“大哥它动的太快了、瞄不准啊!”

    “一群废物、我来!”

    他夺来麻醉枪,推开同伴,还未瞄准就扣动扳机。

    团子注意到射过来的麻醉弹,咆哮着,宛如重锤扑向大金牙。他脚踩对方的胸脯,露出尖利的獠牙。

    大金牙挣扎着,用枪柄砸雪豹的头。

    团子头一偏,一声吼叫把大金牙吼得面无血色。

    “去把那个赔钱货拉出来!”

    大金牙话音未落,眼角一袭黄色闪过,下一瞬他身上一轻。

    “他妈的!”

    大金牙爬起来,对着与团子扭打的黄花色、一人高的魔兽喊叫。 “妈的!你这次最好撕了这头魔兽,要不然——你别活了!”

    低矮逼仄的地下室里,一白一黄激烈打斗,将木质家具撞得稀碎。

    黄色如旋风,包裹住身形相当自己一半的白色。

    待两兽分开对峙,团子才看清对方的模样:污渍掩盖了他的本色,显出黯淡的黄,身上像是得了皮肤病般这里秃一块那里秃一块,脖子上一圈血迹,瞎了一只眼,另一只眼也浑浊无光……

    团子喘着粗气,身上已然挂彩:【你为什么要帮这群偷猎者?】

    独眼兽没回应,而是再次扑过来,张着血盆大口咬向团子。

    团子痛苦地嗷呜一声,用魔力将独眼兽震开。

    独眼兽在空中划出一道弧线,撞碎了吊顶灯——电弧闪后,黑暗莅临。

    【你为什么要帮助这群恶魔残害自己的同类?我要惩戒这群偷猎者、我要救那些被捕同类们出去,你为什么要这样做?】

    团子瞪大眼试图寻找对方,他困惑十足,他不明白对方的为何会帮助恶人谋害自己的同伴。

    【呵。】

    独眼兽声音刺耳,像是用锯子拉动完全走声的劣质琴弦。

    【天真。】

    团子听到玻璃破碎以及杂物稀里哗啦,独眼兽在靠近自己。团子两耳绷直,试图定位独眼兽的位置。

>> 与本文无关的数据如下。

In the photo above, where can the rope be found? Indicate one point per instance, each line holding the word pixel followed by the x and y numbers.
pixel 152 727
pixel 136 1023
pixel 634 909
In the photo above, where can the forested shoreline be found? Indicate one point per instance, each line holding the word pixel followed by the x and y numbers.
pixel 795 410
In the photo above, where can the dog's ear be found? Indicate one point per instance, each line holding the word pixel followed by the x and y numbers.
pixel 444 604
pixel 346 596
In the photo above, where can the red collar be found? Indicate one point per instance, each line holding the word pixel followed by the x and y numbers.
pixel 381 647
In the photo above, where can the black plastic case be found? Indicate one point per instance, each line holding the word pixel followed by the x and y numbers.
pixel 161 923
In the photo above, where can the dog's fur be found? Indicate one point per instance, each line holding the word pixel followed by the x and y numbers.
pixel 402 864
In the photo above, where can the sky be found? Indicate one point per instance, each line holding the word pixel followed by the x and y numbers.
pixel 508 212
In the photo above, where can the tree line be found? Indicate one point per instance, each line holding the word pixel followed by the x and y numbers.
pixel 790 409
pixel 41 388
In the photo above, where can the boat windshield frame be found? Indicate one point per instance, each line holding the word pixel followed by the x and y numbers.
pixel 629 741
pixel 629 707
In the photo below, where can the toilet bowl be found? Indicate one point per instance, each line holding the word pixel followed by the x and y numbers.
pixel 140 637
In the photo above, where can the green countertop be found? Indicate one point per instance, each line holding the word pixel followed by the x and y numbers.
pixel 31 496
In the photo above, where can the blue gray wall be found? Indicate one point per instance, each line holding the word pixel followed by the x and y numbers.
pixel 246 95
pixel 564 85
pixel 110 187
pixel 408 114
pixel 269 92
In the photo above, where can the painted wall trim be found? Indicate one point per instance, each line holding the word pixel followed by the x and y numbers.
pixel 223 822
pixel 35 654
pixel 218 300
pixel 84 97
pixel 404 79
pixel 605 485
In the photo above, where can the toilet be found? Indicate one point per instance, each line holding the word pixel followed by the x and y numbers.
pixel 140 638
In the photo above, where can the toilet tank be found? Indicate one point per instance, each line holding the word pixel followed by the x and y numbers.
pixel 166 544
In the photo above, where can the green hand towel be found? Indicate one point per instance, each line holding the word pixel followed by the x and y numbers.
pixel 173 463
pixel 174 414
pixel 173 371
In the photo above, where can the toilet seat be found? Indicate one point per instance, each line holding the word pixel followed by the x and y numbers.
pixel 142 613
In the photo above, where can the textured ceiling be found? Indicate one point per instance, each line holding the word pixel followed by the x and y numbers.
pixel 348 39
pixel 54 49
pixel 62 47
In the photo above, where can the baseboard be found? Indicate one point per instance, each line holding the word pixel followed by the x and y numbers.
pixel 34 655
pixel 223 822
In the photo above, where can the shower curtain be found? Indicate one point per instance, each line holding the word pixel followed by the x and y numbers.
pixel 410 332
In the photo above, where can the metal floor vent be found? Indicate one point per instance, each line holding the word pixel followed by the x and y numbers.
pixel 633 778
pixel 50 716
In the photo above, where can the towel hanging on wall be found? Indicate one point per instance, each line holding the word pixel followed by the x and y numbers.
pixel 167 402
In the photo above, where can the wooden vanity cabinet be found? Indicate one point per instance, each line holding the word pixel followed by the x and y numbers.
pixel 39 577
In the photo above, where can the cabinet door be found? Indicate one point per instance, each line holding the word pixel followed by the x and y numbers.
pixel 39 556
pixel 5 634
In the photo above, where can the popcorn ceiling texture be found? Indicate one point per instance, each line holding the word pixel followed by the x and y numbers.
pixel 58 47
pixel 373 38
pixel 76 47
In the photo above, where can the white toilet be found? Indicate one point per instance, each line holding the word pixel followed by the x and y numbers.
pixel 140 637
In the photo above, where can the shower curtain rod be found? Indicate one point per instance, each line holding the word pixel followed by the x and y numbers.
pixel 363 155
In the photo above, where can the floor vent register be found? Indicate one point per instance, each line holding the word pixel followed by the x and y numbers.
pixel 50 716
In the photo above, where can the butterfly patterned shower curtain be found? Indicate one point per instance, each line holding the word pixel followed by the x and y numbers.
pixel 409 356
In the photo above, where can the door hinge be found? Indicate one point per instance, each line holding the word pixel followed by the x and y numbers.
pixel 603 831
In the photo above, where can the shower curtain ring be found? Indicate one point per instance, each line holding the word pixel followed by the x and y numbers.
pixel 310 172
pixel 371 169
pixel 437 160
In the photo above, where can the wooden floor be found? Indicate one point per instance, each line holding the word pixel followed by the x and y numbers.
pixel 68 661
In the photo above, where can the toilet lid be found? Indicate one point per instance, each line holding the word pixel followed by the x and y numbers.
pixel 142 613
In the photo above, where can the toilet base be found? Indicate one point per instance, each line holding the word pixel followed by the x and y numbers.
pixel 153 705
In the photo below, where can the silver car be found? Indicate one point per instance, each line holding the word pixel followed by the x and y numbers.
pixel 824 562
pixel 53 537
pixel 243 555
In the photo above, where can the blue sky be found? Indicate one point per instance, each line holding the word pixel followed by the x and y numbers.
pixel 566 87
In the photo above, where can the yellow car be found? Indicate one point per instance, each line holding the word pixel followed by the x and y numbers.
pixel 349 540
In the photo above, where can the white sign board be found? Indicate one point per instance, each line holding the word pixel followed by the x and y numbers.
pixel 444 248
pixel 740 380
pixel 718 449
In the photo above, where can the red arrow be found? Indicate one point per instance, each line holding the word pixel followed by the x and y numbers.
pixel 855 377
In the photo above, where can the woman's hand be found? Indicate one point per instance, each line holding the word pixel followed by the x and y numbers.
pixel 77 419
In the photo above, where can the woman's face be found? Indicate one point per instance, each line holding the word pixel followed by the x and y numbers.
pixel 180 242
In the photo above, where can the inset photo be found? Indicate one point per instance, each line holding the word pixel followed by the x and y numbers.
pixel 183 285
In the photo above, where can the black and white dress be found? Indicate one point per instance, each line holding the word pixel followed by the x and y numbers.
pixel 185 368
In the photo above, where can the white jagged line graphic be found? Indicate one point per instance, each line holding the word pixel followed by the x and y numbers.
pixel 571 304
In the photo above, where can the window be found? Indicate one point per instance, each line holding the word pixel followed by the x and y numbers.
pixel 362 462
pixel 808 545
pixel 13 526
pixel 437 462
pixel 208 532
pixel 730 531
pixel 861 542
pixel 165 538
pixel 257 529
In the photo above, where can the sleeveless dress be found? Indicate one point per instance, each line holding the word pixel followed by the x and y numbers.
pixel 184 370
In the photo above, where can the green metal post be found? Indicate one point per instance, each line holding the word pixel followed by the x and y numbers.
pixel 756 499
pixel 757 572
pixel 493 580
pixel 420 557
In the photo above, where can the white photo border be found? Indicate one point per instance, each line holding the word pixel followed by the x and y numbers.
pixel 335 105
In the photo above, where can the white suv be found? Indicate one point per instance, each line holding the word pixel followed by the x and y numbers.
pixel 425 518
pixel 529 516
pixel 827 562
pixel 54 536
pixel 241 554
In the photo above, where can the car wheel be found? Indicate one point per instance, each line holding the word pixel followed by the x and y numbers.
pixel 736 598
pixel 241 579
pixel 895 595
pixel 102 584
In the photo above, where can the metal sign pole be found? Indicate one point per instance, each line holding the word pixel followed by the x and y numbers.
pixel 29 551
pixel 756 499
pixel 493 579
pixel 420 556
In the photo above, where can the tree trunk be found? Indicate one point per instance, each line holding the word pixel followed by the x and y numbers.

    独眼兽嘲讽,【怎么?生活优渥到已经失去了夜视能力吗?】

    团子拧眉,他不喜欢独眼兽的语气,那种酸到牙根里的嘲弄,让他心里发毛……团子警惕地后退却撞到墙壁,他退无可退。

    他凝神尝试绘制光阵,即将成型的光阵散发幽幽蓝光,身上一阵剧痛,光阵噗呲一声消散。

    【你看看你,已经弱成这样——顶级资质被糟践得一塌糊涂,】利爪刺入团子的皮肉,他感到温热的鲜血在掌下汩汩流动,一股淡淡的幽香伴着铁锈味在鼻尖逸散。

    这气味真令人胃口大开。

    独眼兽深吸一口,吞下口水,感叹:

    【多么纯粹的魔力啊。】

    【可惜了……】

    斯啦!

    他用力,在团子身上扯出一道深可见骨的伤口。

    黑暗中,团子脱力趴在地上,全身颤动,灰白皮毛早已蒙尘。

    独眼兽舔了舔爪子上的碎肉,动作克制,内心战栗而痛快——他以低等资质、以残破之躯,蹂躏了向来高高在上、睥睨天下的天之骄子!

    最靠近神的血脉?

    不过如此!

    【这就是你说的拯救?小家伙,你是从哪家后花园里跑出来的?这温室外的天地可令你满意?金丝雀不就是用来供主人打扮吗?妄想拯救苍生?真是搞笑。】

    他踩住团子的脑袋。

    【你的主人一定不满你的出逃吧?我看看……没下主仆契,地位也不过如此,还以为你们这种‘兽中贵族’会有什么能耐呢,原来还是一介玩物,你的家主连个烙印都不屑于给。快化形了吧?真替你的家主感到惋惜,哎——】

    他情不自禁地俯身,舌头一卷,舔下一口热血,极致纯粹的魔力从喉咙深入,他舒畅地眯起眼。

    团子在独眼兽的脚下挣扎着,动作微弱。

    独眼兽很不耐,他将利爪刺入小兽的伤口,用力扯开更大的伤口,看到血流如注后满意地笑了。

    【不曾想……有朝一日啊……】

    哗!

    腹部一阵冲力,独眼兽跳到旁边,身下散发出烧焦味——着火了!

    【我不是金丝雀!】

    火光照耀出团子的狼狈不堪,他皮开肉绽,眼睛泛出异样的红光,他歇斯底里地喊叫:【我不是金丝雀!】

    他扑到独眼兽身上,又啃又咬,全然没了先前的畏手畏脚。

    忙于灭火的独眼兽被迫忍受团子的疯狂反击,他一边疑惑对方这陡然拔高的战斗力,一边愤怒于这金丝雀的自不量力。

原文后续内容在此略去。